Statistical phylogeography provides useful tools to characterize and quantify the spread of organisms during the course of evolution. Analyzing georeferenced genetic data often relies on the assumption that samples are preferentially collected in densely populated areas of the habitat. Deviation from this assumption negatively impacts the inference of the spatial and demographic dynamics. This issue is pervasive in phylogeography. It affects analyses that approximate the habitat as a set of discrete demes as well as those that treat it as a continuum. The present study introduces a Bayesian modeling approach that explicitly accommodates for spatial sampling strategies.
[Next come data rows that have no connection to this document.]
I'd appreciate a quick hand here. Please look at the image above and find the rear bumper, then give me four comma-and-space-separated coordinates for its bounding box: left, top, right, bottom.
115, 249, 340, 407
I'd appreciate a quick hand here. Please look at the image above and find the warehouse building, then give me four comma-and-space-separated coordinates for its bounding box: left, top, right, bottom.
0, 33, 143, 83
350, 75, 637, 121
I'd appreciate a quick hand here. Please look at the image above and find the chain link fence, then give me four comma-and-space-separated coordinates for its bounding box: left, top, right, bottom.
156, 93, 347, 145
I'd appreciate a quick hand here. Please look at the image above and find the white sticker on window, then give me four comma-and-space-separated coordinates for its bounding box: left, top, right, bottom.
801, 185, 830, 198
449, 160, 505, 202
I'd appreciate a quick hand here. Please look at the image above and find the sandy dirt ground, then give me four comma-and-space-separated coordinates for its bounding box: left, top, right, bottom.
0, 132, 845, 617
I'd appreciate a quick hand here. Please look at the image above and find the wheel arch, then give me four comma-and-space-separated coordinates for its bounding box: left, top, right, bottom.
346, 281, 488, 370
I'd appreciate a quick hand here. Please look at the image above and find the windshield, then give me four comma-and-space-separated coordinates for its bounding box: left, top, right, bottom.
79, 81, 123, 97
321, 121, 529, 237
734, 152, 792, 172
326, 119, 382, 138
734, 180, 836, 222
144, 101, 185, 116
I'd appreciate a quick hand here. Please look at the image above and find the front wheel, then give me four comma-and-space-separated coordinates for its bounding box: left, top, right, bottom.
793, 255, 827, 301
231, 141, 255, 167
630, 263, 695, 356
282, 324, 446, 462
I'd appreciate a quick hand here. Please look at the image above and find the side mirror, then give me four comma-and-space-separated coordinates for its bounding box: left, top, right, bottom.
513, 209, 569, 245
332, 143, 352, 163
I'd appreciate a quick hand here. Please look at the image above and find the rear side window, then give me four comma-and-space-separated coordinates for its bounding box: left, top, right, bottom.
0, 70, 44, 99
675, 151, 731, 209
An original inference technique, based on recent advances in statistical computing, is then described that is most suited to modeling data where sequences are preferentially collected at certain locations, independently of the outcome of the evolutionary process. The analysis of georeferenced genetic sequences from the West Nile virus in North America along with simulated data shows how assumptions about spatial sampling may impact our understanding of the forces shaping biodiversity across time and space.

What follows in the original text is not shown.